That Old Ace in the Hole
- First edition cover
- Author: Annie Proulx
- Language: English
- Genre: Novel
- Publisher: 4th Estate
- Publication date: 2002
- Publication place: United States
- Media type: Print (hardback & paperback)
- Pages: 359 pp
- ISBN: 0-00-715152-7

= That Old Ace in the Hole =

2002 novel by Annie Proulx

That Old Ace in the Hole is a 2002 novel by Annie Proulx.

==Plot==
Bob Dollar was abandoned by his parents and was brought up by his eccentric uncle. Dollar is sent by his employer, the multinational "Global Pork Rind Corporation", to scout for locations for intensive hog farming in the Texas Panhandle.

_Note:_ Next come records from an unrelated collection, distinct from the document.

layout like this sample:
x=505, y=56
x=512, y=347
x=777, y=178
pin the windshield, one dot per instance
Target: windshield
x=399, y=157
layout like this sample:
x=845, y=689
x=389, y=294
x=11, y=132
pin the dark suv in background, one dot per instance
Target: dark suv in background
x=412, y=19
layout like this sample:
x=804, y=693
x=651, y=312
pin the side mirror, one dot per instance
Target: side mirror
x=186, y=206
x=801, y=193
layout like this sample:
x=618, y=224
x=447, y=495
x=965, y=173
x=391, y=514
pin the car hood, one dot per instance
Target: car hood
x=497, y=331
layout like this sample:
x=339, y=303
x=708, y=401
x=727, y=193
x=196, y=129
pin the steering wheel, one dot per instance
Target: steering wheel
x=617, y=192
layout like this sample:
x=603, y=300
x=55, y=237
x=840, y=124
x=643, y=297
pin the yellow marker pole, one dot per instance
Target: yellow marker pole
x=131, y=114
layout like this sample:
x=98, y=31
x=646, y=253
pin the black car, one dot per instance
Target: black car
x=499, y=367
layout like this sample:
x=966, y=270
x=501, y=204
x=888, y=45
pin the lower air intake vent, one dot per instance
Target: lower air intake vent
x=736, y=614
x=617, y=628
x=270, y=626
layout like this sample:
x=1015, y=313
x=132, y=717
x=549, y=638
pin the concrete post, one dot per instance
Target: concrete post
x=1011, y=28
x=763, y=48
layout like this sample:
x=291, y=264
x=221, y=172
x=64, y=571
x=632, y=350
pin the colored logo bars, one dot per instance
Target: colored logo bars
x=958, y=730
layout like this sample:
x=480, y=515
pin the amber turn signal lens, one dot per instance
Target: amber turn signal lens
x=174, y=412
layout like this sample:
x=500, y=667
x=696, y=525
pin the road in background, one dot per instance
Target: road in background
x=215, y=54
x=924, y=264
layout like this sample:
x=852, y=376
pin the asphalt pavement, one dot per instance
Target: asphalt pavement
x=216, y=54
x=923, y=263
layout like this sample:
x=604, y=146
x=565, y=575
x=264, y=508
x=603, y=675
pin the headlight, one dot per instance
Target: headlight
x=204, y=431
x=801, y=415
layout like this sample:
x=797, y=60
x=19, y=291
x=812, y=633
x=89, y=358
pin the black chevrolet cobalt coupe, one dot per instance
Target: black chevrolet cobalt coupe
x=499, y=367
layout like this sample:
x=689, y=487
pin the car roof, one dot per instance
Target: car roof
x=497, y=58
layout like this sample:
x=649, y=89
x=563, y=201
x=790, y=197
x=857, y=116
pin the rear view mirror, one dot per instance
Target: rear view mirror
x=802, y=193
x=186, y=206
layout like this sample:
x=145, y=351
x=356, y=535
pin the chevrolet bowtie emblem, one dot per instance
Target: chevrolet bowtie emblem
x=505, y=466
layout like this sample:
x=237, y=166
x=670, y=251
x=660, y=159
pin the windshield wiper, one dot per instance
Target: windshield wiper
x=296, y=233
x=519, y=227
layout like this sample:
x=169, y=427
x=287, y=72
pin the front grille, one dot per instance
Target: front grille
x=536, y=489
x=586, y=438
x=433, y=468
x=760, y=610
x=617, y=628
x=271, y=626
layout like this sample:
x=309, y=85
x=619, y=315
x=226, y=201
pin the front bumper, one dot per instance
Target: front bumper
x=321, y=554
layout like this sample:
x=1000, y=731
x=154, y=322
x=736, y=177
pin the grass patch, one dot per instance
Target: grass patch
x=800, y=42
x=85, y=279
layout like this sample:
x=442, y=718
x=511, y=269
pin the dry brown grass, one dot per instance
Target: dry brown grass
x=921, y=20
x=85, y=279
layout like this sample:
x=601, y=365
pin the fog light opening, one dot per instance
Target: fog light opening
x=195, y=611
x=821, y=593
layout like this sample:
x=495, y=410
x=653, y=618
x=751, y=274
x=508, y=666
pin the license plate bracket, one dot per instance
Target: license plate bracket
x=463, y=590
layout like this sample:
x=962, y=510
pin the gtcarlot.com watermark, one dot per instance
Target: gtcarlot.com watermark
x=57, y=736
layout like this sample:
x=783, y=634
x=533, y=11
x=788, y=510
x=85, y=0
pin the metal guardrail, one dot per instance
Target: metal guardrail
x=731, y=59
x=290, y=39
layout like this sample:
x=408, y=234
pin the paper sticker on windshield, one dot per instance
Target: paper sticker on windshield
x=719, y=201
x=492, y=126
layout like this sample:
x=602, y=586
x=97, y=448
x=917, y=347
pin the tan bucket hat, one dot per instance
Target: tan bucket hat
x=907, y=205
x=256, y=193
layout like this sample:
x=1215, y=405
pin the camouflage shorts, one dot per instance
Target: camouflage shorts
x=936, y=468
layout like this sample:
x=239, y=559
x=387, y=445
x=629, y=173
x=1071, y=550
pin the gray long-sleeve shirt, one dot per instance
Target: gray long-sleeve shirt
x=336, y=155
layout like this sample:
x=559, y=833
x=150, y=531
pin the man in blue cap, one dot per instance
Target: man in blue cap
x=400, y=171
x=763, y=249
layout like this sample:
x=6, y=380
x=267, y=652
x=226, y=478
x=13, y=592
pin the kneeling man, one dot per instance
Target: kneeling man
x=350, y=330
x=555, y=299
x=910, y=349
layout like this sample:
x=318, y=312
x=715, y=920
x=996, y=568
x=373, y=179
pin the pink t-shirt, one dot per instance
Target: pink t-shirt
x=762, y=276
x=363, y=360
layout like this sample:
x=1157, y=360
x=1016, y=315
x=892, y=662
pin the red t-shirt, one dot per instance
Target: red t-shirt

Dollar goes about the work of meeting local down-on-their-luck farmers to manipulate them into selling out. He bases his search in the fictional town of Woolybucket, named after the real tree species, Sideroxylon lanuginosum.

There he gets a job at Woolybucket's Old Dog restaurant, and moves into an old bunkhouse in local historian LaVon Fronk's ranch. The inhabitants of the town and the region's quirkiness and stubbornness work on the fundamentally decent Dollar. The ace in the hole of the title is Ace Crouch, who quietly leads Dollar to a "kind of small, quiet and personal redemption."

==Critical reception==
Writing in The Observer, Adam Mars-Jones described the book as "richer in wishful thinking than in the hard knowledge that the author has so patiently acquired."